I was at Ithaca College in 1980, living in Terrace 6B when a Delta Kappa pledge died, drunk and doing exercises in a steam room. Delta Kappa, who had Terrace 6B as their slated housing, bullied all of the us who did not pledge and promoted a culture of drunken meanness. Tragically, another student, a football player nicknamed Rhino who lived in Terrace 6A died while playing frisbee on the grassy area outside the Ter., Apartments.

I left Ithaca, as a sophomore six months later.

26 07 2010
Sam

I was surprised to find this blog post, and I’ll admitted appreciative that you’ve done some research and presented dialogue on a subject which, frustratingly, is avoided by the majority of the IC community and the public.

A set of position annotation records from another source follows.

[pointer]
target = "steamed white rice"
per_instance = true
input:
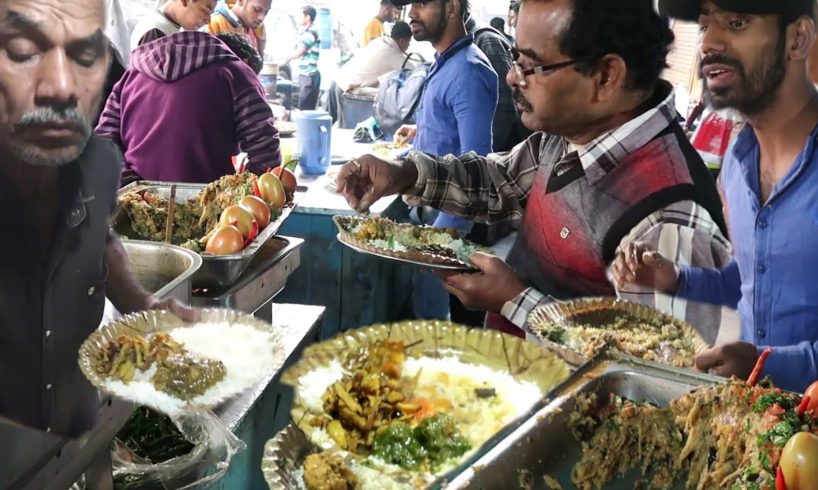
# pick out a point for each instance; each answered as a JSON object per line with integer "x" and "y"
{"x": 446, "y": 378}
{"x": 247, "y": 355}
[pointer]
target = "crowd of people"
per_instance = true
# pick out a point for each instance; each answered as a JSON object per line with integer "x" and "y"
{"x": 609, "y": 197}
{"x": 570, "y": 137}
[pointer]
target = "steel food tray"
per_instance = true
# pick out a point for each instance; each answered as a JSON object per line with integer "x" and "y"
{"x": 542, "y": 445}
{"x": 216, "y": 270}
{"x": 260, "y": 282}
{"x": 163, "y": 270}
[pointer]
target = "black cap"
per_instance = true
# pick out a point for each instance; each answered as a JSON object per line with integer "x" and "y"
{"x": 690, "y": 9}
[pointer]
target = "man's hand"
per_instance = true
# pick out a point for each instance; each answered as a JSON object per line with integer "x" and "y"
{"x": 368, "y": 178}
{"x": 736, "y": 359}
{"x": 173, "y": 305}
{"x": 406, "y": 134}
{"x": 638, "y": 264}
{"x": 490, "y": 289}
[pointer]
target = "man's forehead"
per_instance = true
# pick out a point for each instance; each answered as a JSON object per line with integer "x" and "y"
{"x": 539, "y": 28}
{"x": 265, "y": 4}
{"x": 81, "y": 15}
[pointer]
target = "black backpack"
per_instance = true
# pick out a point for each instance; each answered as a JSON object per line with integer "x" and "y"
{"x": 399, "y": 96}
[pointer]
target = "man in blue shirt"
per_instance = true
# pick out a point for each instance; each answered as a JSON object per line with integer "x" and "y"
{"x": 754, "y": 59}
{"x": 454, "y": 117}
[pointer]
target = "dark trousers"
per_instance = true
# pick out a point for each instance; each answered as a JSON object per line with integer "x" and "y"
{"x": 335, "y": 100}
{"x": 309, "y": 86}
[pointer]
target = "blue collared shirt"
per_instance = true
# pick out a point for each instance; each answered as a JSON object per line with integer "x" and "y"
{"x": 458, "y": 103}
{"x": 774, "y": 274}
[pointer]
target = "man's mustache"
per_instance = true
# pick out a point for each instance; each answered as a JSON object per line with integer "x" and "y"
{"x": 68, "y": 116}
{"x": 719, "y": 59}
{"x": 520, "y": 100}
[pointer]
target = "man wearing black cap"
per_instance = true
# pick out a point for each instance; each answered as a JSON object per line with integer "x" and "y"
{"x": 609, "y": 164}
{"x": 455, "y": 114}
{"x": 754, "y": 59}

As for the statement that “most of the IC students think they’re stupid or haven’t heard of them”, all I can encourage is for people to use their brains – any organization, wherever it is located, is a group of individuals working towards a common goal. If you don’t personally know any of the individuals, or their goal, then it is not really fair to make a judgement based on a simple attitude passed through rumor, or concretely “yeah, I heard they’re stupid”. It makes more sense to remain neutral until you ever run into a member of the organization yourself.

As for hazing and “frat boy partying”, that’s what the sports teams at Ithaca and the greek houses at Cornell are for, in my anecdotal experience.